Many Waianae residents think we East Honoluluans look down on them as not our societal equals. How often does an East Honoluluan drive out to Waianae and Nanakuli to see what’s happening or chat with residents there? We’re more likely to employ them. We drive by their Kawamoto rent-free houses in Kahala to see how many cars they have up on cinder blocks. We laugh. Or complain to the Japanese consulate.

I’m remembering my camping trip last year through the Ozarks and stopping to take a photo of some dilapidated houses. A resident saw me and shouted “Hey, whatcha doin’, taking pictures of us hillbillies?” Yeah, I guess that’s what I was doing, photographing the bearded men in bib overalls.

Bill Clinton wasn’t perceived as elite because he talked Arkansas. Jimmy Carter talked Georgia. Barack Obama is elite. Wealthy lawyer, standard English, long gone from Hawaii. John McCain is less than elite despite his wife’s money because he was a poor student, crashed a couple of planes by stupid flying, did POW time and put the no-great-smarts Sarah Palin on his team.

In the end, 65 million voted for the elite.

 

three star

Special interests corrupt or damage democracy? I say: Horse puckey! We’re all special interests, pro and anti rail, pro and anti Con Con. Democrat and Republican.

Environmentalists voted in Jessica Wooley over Colleen Meyer by working harder. Voters picked the energetic youngster Chris Lee over Campbell Estate millionaire Quentin Kawananakoa because the latter didn’t grab ‘em. Parents wanted new-blood Carol Mon Lee on the school board rather than religious conservative Denise Matsumoto. Gordon Trimble likely lost to Brickwood Galuteria because of lousy campaigning, not union opposition.

If you can’t get people behind your candidacy, know why?
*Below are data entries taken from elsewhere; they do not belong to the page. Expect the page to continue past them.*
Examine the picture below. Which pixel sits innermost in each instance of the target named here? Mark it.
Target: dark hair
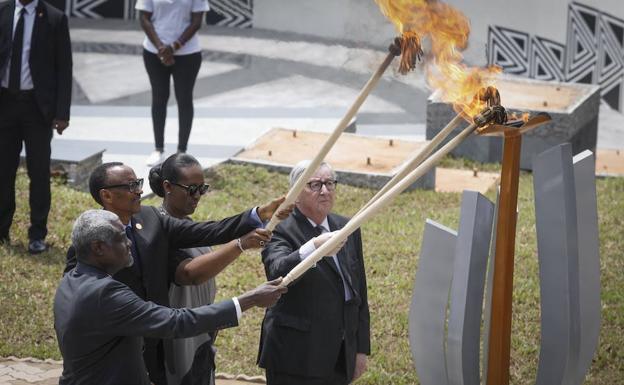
(169, 170)
(99, 178)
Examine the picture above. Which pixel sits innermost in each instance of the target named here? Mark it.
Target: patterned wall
(229, 13)
(593, 52)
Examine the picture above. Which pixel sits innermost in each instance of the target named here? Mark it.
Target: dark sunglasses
(135, 186)
(194, 188)
(317, 185)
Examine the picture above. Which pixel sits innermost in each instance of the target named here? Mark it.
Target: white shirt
(29, 22)
(170, 18)
(308, 248)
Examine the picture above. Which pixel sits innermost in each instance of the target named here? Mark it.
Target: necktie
(133, 249)
(15, 74)
(347, 290)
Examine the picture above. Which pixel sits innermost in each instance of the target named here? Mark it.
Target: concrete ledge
(352, 178)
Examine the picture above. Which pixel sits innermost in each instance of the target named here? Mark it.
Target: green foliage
(391, 243)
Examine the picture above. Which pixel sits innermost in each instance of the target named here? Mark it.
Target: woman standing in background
(171, 48)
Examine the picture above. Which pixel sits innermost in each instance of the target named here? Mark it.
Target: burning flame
(447, 29)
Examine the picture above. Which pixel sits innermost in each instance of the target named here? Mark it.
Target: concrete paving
(250, 81)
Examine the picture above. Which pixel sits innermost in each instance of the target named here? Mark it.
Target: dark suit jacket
(50, 57)
(156, 236)
(100, 323)
(302, 334)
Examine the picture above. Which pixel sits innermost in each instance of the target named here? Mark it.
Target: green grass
(391, 244)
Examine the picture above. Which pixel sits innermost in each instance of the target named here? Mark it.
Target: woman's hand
(165, 54)
(255, 239)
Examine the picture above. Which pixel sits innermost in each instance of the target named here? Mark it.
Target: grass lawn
(391, 245)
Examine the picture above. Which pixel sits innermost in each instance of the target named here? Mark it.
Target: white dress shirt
(308, 248)
(29, 22)
(170, 18)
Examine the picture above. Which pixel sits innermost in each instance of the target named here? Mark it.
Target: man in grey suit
(100, 322)
(318, 333)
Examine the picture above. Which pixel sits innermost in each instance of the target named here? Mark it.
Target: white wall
(361, 20)
(356, 20)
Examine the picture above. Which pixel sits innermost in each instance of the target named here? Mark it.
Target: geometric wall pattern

Because you don’t represent their special interests.

 

three star

No surprise to me that Carl-Wilhelm Vogel resigned as director of the UH Cancer Research Center. He was an unhappy man since he discovered that his center would play second fiddle to the UH Medical School. He argued that his project would be a rainmaker while the med school would eat up money with operating costs, and that it made no sense for the med school not to be on campus and connected with a hospital.


The new Cancer Research Center in Kakaako keeps getting put on the back burner. The plan is to do it in two phases, but phase one won’t have a clinic so won’t be bringing in any patient revenue. Vogel always saw us as the place many Asian/Mainland cancer patients would come for advanced treatment.

Like so many things at the UH, one step forward and three steps back.